I am trying to use the Preview auf the Azure Search Blob Indexer. When configuring the indexer using a full connection string the indexer passes successfully (apart from the issues mentioned in my other questions).
What I am trying to do is to restrict the Indexer to use a SharedAccessSignature instead of the full ConnectionString.
The message I get with (status.LastResult.ErrorMessage) when querying the Indexer Status is following:
The remote server returned an error: (403) Forbidden.
I can reproduce this using the following sample code:
static void Main(string[] args)
{
var SASToken = ConfigurationManager.AppSettings["SASToken"];
var endpoint = ConfigurationManager.AppSettings["BlobEndpoint"];
var sasToken = Encoding.UTF8.GetString(Convert.FromBase64String(SASToken));
var conn = $"BlobEndpoint={endpoint};SharedAccessSignature={sasToken};";
var csa = CloudStorageAccount.Parse(conn);
var blobClient = csa.CreateCloudBlobClient();
var container = blobClient.GetContainerReference("main");
// This throws an Error, 403 forbidden, as the SAS may not access the Container
// none theless the indexer can still list blobs ...

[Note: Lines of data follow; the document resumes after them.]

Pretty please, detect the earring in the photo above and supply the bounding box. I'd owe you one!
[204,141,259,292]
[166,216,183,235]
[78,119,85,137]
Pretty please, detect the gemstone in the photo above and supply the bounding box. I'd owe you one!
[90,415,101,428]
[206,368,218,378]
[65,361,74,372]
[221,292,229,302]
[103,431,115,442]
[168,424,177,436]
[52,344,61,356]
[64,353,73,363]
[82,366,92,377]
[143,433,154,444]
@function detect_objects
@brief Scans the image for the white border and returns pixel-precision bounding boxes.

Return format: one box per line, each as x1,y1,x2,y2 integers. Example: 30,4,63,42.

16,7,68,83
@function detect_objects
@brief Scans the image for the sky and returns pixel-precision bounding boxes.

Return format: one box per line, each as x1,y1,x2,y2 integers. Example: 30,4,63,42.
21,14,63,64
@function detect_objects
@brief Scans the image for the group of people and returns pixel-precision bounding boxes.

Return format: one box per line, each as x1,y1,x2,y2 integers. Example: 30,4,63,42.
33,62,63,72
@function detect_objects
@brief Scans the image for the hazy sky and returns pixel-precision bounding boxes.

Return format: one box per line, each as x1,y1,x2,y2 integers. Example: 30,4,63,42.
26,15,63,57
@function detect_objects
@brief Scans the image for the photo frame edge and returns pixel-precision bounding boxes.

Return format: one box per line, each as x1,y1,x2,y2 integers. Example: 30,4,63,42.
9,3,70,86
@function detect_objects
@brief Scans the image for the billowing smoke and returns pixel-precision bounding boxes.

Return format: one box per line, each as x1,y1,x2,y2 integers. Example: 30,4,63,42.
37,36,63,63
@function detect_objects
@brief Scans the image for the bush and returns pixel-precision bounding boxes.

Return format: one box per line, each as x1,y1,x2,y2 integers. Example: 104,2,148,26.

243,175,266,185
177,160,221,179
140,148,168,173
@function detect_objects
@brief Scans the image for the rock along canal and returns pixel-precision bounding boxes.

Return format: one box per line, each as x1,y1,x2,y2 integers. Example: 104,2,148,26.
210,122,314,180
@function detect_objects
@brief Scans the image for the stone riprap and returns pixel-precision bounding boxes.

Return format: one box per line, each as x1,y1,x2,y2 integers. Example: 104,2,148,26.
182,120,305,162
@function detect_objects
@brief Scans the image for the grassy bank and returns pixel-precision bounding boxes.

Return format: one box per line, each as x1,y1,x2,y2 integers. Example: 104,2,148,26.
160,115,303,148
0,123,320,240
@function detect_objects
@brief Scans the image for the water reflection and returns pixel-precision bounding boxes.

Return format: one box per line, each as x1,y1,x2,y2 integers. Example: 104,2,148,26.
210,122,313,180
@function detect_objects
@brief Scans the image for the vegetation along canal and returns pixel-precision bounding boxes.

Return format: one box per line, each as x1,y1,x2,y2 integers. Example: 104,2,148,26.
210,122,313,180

var exists = container.Exists();
// ... as used here..
var blobs = container.ListBlobs("documentArchive", true).ToList();
foreach(var blob in blobs.OfType<CloudBlockBlob>())
{
var ms = new MemoryStream();
blob.DownloadToStreamAsync(ms).Wait();
var data = ms.ToArray();
Console.WriteLine(blob.StorageUri);
}
}
My Assumption is that the Azure Search Indexer checks if the Container exists, gets an exception and then stops. I think this limitation is unnecessary and confusing as the blobs could still be enumerated and indexed correctly.